おさかな雑録
No.27 モロ 2010年8月13日
目立たない魚はちょっと手強いかも
モロ 標準体長29cm(上)、27cm(下) 志摩市安乗産 平成21年7月24日撮影
伊勢志摩海域では、モロはまとまって獲れることは希ですがしばしば見かける魚です。残念なことに市場での評価は低く、モロ単独でも、数種類混じっていても、ひとまとめに「ムロアジ類」のように扱われます。
モロ 標準体長11.8cm 南伊勢町奈屋浦産 平成22年7月8日撮影
幼魚はイワシ類やサバ類の幼魚に混じり、比較的まとまって水揚げされることがありますが、こちらは「イワシ混じり」などと計量されることがほとんどです。モロは、標準和名はもちろん、固有の呼び名でも呼ばれることもありません。ヒトに関心を向けられることのない、いわば目立たない魚です。
モロの特徴は、小離鰭があること、稜鱗は側線直走部の4分の3を覆うこと、胸鰭は第2背鰭起部直下に達しないこと、頭頂部の鱗の範囲は目の中央に達しないこと、尾鰭はやや暗色で後縁は赤みを帯びることです。また、体には黄色や青色の縦帯はみられません。
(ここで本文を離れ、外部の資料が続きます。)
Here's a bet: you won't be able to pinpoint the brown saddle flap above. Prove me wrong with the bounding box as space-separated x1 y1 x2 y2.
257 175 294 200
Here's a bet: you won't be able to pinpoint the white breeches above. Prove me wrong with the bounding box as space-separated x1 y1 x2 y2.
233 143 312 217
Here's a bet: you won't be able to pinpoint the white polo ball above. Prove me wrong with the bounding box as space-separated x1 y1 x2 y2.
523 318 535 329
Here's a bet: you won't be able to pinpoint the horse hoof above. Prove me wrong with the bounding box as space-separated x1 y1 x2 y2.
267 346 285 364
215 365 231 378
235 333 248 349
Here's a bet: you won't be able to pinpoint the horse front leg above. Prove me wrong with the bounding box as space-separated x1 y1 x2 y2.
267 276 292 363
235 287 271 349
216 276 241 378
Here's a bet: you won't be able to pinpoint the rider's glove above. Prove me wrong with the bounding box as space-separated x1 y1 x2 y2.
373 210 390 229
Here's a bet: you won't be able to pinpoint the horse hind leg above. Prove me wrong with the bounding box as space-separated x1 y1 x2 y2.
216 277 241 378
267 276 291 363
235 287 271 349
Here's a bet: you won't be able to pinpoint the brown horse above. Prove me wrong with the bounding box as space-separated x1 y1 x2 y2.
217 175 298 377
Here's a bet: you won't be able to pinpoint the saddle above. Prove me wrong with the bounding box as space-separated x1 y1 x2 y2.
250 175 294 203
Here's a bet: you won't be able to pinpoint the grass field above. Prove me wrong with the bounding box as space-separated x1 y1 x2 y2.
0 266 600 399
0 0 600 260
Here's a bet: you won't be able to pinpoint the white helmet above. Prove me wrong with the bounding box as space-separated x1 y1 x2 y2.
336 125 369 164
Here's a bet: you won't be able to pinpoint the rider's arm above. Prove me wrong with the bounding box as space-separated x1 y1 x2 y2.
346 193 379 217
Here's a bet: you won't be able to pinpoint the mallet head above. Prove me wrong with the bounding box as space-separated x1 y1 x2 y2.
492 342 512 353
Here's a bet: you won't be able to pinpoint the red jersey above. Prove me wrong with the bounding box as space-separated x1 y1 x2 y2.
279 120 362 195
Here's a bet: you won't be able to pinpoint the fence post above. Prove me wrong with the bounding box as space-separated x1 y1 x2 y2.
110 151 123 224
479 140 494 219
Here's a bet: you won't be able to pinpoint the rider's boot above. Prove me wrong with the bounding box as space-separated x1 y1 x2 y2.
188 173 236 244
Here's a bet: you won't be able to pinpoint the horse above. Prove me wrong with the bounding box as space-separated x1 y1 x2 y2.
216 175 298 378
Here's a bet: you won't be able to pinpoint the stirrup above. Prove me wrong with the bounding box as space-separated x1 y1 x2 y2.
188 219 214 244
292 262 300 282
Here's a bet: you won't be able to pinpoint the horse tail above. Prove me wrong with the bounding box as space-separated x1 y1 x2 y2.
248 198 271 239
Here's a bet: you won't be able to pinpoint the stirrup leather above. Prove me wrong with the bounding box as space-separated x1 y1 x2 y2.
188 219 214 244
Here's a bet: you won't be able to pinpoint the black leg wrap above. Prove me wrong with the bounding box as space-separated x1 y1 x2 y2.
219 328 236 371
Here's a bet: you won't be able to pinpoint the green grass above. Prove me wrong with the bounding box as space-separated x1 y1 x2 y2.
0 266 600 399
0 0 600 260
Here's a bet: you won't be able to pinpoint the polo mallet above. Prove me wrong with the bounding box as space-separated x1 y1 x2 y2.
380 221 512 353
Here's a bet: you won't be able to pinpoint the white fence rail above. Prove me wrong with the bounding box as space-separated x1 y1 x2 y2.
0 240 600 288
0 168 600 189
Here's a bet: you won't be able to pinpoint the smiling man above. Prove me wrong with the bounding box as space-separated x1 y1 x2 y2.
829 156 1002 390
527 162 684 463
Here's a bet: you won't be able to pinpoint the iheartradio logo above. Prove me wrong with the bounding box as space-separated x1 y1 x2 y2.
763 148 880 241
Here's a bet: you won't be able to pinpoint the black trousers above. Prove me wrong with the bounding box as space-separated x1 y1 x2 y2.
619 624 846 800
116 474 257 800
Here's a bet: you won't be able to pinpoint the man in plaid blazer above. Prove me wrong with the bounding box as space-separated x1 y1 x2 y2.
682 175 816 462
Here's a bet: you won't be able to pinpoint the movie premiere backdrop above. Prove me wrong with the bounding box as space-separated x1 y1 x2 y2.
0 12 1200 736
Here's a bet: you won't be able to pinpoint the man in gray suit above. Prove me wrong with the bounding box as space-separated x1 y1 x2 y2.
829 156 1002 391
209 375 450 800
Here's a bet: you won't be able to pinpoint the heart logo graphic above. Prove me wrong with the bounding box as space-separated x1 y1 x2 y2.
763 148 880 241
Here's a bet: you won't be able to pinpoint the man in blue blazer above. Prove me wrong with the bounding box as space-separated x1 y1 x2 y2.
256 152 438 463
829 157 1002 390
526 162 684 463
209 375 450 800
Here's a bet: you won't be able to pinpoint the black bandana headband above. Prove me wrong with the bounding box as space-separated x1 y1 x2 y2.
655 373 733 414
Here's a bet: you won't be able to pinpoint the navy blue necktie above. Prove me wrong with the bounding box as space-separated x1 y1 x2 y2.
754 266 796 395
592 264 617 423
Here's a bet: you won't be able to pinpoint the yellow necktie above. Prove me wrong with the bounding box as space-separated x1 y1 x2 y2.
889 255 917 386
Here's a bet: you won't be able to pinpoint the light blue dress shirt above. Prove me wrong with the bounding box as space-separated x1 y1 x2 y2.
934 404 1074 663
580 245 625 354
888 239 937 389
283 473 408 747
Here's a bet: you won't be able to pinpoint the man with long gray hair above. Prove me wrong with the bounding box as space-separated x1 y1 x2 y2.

モロ 標準体長9.4cm 南伊勢町産贄浦産 平成21年9月2日撮影
モロ 標準体長9.4cm(左)、9.0cm(右) 南伊勢町産贄浦産 平成21年9月2日撮影
尾鰭後縁の色は、わかりやすい個体では使える指標になりますが、個体差があって悩むこともあります。類似種とは頭頂の鱗や体の縦帯、尾鰭の色などを組み合わせると確実に見分けることができます。とはいえ、担当者もモロを見分けることができるようになったのは市場通いが一年を過ぎた頃でした。目立たない魚は結構手強い存在かもしれません。